BJ’s Wholesale Club Inc. (NYSE:BJ), a leading warehouse club operator in the United States, is scheduled to report its second-quarter 2011 financial results before the bell on Wednesday, August 17, 2011. The current Zacks Consensus Estimate for the quarter is 76 cents a share. The Zacks Consensus estimates revenue at $3,005 million for the second quarter.
First-Quarter 2011, a Synopsis
BJ’s Wholesale posted better-than-expected first-quarter 2011 results on the heels of a rise in traffic, increase in sales of perishable foods and gasoline, and effective cost management. The quarterly earnings of 63 cents a share beat the Zacks Consensus Estimate of 56 cents, and surpassed its own guidance range of 54 cents to 58 cents. The quarterly earnings also rose 26% from 50 cents in the prior-year quarter.
Total revenue, which includes net sales, membership fees and other revenue, jumped 10% to $2,829 million from the prior-year quarter and came well ahead of the Zacks Consensus Estimate of $2,802 million. Comparable club sales for the quarter grew 6.3%, including a positive impact of 3.9% from gasoline sales.
Second-Quarter 2011 Consensus
The analysts surveyed by Zacks expect BJ’s Wholesale to post second-quarter 2011 earnings of 76 cents a share. The current Zacks Consensus Estimate compares with 67 cents a share earned in the year-ago quarter. The estimates in the current Zacks Consensus for the quarter range from a low of 72 cents to a high of 80 cents.
Zacks Agreement & Magnitude
Of the 13 analysts following the stock, only 1 analyst revised the estimate upwards in the last 30 days, having no material impact on the Zacks Consensus Estimate of 76 cents. In the last 7 days, none of the analysts revised their estimates keeping the Zacks Consensus Estimate unchanged.
Mixed Earnings Surprise History
With respect to earnings surprises, BJ’s Wholesale has missed as well as topped the Zacks Consensus Estimate over the last four quarters in the range of negative 8.2% to positive 19.4%. The average remained at positive 6.8%. This suggests that BJ’s Wholesale has beaten the Zacks Consensus Estimate by an average of 6.8% in the trailing four quarters.
BJ’s in Neutral Lane
BJ’s will sustain its investments in Club payroll, Club remodels and technology to augment the sales of perishable items, which have helped in increasing sales, improving traffic count and gaining market share. The company has also benefited from rising gasoline prices.

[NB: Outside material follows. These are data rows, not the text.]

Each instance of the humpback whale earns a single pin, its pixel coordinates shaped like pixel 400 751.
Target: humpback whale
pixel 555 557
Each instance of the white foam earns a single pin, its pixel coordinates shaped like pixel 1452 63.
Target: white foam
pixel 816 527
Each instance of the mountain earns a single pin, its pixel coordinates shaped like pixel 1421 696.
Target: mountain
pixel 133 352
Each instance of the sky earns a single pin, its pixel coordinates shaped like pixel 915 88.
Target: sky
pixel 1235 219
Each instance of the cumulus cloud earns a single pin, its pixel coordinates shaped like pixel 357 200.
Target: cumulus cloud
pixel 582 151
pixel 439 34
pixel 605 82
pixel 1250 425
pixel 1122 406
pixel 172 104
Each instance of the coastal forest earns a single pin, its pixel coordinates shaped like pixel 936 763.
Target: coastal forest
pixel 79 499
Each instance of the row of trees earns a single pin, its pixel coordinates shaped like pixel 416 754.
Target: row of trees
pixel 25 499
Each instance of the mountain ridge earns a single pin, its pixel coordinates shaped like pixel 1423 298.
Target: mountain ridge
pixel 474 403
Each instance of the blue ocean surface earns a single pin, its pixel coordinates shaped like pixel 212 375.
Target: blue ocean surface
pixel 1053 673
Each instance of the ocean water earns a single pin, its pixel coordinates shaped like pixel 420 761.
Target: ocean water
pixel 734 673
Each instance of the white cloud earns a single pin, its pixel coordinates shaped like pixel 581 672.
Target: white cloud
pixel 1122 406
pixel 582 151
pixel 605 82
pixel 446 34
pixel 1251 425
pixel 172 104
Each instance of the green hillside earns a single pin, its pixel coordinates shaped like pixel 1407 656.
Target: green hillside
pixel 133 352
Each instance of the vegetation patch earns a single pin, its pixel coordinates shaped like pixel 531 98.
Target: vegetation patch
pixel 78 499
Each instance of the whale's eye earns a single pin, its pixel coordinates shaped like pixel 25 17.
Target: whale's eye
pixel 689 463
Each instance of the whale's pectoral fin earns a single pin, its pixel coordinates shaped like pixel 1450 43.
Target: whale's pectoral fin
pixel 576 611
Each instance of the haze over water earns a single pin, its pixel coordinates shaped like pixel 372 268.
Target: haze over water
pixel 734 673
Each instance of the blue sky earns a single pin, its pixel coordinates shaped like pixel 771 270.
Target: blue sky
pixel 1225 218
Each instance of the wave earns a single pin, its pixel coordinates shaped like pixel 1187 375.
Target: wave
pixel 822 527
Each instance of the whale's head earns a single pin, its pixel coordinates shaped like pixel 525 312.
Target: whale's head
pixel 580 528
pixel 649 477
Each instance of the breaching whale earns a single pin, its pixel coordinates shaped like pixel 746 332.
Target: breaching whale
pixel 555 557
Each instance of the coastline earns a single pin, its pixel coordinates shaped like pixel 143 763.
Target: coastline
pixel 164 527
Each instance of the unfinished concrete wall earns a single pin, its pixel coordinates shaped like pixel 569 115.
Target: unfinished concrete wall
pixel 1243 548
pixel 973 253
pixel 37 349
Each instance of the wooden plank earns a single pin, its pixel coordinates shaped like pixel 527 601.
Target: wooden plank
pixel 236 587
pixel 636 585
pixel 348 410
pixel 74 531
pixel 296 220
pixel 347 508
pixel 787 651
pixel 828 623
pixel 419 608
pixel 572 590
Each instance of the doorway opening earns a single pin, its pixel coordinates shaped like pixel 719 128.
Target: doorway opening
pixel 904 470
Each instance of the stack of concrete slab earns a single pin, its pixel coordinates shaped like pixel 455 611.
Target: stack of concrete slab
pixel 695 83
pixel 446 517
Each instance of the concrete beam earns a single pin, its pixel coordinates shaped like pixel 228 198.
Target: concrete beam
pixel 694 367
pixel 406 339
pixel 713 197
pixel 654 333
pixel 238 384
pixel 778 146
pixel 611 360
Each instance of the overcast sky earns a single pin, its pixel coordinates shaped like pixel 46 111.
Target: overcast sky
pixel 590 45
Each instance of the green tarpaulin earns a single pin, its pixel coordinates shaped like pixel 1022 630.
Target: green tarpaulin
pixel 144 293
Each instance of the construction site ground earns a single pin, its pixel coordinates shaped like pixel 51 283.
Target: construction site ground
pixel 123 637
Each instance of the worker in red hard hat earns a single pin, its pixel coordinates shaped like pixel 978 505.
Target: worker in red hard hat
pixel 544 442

Further, a negligible debt-load and healthy cash reserves augur well for future operating performance. However, a sluggish economic recovery and an erratic consumer behavior could intensify pricing competition. Moreover, BJ’s clubs being highly concentrated in northeastern U.S. may see cannibalization of sales with the opening of new stores in existing markets.
Currently, we have a long-term ‘Neutral’ recommendation on the stock. Moreover, BJ’s Wholesale, which faces stiff competition from Costco Wholesale Corporation (NASDAQ:COST), holds a Zacks #3 Rank that translates into a short-term ‘Hold’ rating.